FIG. 4 is a circuit block diagram of a data processing device included in the medical training device.

FIG. 5 is a flowchart illustrating processing of the data processing device.

6 (a) is a plan view of the tooth, FIG. 6 (b) is a sectional view taken along line AA, and FIG. 6 (c) is a sectional view taken along line CC. .

[Description of Signs] 12: Training device, 12: Trainee, 32A, 32B: Imaging camera, 40: Instrument, 42: Subject, 44
A, 44B: target, 50: cutting tool, 52: tooth, 70: arithmetic circuit, 80: cutting part, 82: ideal cutting shape.

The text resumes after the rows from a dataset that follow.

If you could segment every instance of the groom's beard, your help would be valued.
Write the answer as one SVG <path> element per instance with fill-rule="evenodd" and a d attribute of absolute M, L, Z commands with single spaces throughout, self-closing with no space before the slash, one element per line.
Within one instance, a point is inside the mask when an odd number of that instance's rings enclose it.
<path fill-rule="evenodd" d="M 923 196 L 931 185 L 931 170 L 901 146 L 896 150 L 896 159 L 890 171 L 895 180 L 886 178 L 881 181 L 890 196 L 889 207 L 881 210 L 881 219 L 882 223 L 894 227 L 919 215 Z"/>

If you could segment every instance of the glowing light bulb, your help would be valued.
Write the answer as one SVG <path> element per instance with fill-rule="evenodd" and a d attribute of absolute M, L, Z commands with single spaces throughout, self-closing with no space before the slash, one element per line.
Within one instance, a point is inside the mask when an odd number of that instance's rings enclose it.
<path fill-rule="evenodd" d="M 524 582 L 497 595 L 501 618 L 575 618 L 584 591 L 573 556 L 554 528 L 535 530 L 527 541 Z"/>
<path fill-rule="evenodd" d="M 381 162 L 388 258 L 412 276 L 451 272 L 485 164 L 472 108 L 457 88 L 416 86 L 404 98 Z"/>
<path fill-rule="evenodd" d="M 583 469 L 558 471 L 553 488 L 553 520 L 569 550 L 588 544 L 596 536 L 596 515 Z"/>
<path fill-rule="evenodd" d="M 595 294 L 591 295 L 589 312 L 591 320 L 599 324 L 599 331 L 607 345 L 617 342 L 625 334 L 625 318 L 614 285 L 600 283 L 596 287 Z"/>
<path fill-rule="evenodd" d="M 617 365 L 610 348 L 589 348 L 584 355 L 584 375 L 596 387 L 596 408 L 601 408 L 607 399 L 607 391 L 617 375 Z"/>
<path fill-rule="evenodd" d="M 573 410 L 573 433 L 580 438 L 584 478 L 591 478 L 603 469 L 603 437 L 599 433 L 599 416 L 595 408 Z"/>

 ────────────────────────────────────────────────── ─── Continuing on the front page (72) Inventor Teruzo Nakayama 680 Higashihama-machi, Fushimi-ku, Kyoto-shi, Kyoto F-term in Morita Manufacturing Co., Ltd. (reference) 2C028 AA10 BB01 CA13 2C032 CA12 4C052 AA20 LL02 LL07 NN01 NN11 NN15

Claims (4)

[Claims] (A) a subject having at least three targets arranged in a space to draw a polygon and moving in accordance with the movement of an instrument handled by a medical practitioner;
(B) a first image capturing a movement of a subject including the at least three targets, which is fixed at a predetermined place in a space;
And (c) a second camera which is fixed in space at a position distant from the first imager, and simultaneously captures the movement of a subject including the at least three targets simultaneously with the first imager. (E) first image processing means for processing an image taken by the first imaging means to obtain first two-dimensional coordinate data representing the positions of the at least three targets; (e) (F) second image processing means for processing an image photographed by said second imaging means to obtain second two-dimensional coordinate data representing the positions of said at least three targets; and (f) said first and second image processing means. A third image processing means for obtaining three-dimensional coordinate data of a specific position associated with the at least three targets in space from the two two-dimensional coordinate data, and (g) the first and second imagings In terms of means and space And training target attached,
(H) a storage unit that stores the image data of the training object; and (i) the movement of the specific position in the image of the training object based on the image data of the training object and the three-dimensional image data. A medical training apparatus comprising: fourth image processing means for obtaining a superimposed composite image; and (j) a display device for displaying the composite image. 2. The training apparatus according to claim 1, wherein the image data of the training target includes shape data representing an ideal final product according to the training content. 3. The training apparatus according to claim 1, wherein the three targets have different colors. 4. The training apparatus according to claim 1, wherein the three targets have different reflectivities. (A) a step of storing image data of a training subject; and (b) a movement of an instrument having at least three targets arranged in a space to draw a polygon and handled by a medical trainee. (C) photographing the movement of the object including the at least three targets by a first imaging means fixed at a predetermined location in space; (d) Simultaneously photographing the movement of the subject including the at least three targets with a second imaging unit fixed in a space away from the first imaging unit, simultaneously with the first imaging unit;
(E) a first image processing step of processing an image captured by the first imaging means to obtain first two-dimensional coordinate data representing the positions of the at least three targets;
(F) a second image processing step of processing an image captured by the second imaging means to obtain second two-dimensional coordinate data representing the positions of the at least three targets;
(G) a third image processing step of obtaining, from the first and second two-dimensional coordinate data, three-dimensional coordinate data of a specific position associated with the at least three targets in space; (h) A fourth image processing step of obtaining a composite image obtained by superimposing the movement of the specific position on the image of the training target based on the image data of the training target and the three-dimensional image data; (i) the combining Displaying an image.